Joseph Urban was born in Vienna, Austria, and studied architecture at the city’s Academy of Fine Arts in the late nineteenth century. During this period, many Viennese artists, including Urban, rejected historical precedents and embraced a new modern art. Urban arrived in America in 1911. Over the next two decades, his work across multiple media introduced aspects of European modernism to America and positioned him as one of the most influential designers of the early twentieth century.

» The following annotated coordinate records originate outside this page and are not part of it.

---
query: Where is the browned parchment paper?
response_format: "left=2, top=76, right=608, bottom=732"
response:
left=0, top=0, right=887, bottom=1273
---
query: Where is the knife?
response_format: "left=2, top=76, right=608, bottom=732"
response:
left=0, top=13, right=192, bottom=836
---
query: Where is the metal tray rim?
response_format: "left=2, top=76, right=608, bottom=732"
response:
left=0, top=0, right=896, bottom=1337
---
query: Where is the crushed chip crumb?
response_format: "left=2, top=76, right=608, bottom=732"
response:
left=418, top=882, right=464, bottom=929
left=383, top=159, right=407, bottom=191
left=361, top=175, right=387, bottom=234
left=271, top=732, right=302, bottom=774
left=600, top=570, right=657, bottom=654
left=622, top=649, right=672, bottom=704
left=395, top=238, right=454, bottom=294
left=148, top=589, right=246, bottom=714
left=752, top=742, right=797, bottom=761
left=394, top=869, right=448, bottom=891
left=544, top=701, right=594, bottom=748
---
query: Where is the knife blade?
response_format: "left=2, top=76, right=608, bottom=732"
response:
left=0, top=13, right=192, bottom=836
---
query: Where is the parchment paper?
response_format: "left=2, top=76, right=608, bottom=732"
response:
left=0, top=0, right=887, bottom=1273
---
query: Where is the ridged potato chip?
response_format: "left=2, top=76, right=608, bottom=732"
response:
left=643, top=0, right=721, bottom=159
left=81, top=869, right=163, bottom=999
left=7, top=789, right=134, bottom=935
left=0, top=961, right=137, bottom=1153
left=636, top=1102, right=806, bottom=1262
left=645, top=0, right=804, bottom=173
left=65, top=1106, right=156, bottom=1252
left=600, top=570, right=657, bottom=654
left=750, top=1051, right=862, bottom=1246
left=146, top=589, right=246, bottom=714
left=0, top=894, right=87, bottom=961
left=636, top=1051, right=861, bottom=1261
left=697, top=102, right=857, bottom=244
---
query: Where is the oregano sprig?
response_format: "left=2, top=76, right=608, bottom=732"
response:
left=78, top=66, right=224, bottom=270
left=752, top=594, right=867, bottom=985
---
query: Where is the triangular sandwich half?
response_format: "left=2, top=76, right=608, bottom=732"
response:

LISTEN: Elaine Wormser on Joseph Urban

Transcript

My father knew Joseph Urban because my father represented someone in New York who had him do the Casino in the park. …The Central Park Casino was a wonderful place in the mid-twenties, … Joseph Urban did the setting, and it was a place where you had tea, dancing and a lot of artists and, well, new people went there. …So, your father knew Joseph Urban personally? Businesswise, businesswise. And we all knew him, of course, when he came to Chicago. He visited to look at all his settings primarily. …Did you ever meet Joseph Urban? Oh, yes, many times. He was a little fat, short thing. …As I say, he was primarily a set designer, a Viennese set designer.
– Elaine Wormser Reis interviewed by Anita Ellis, Otto Thiem, and Ellen Christenson, September 26, 1985. Curatorial file, Cincinnati Art Museum.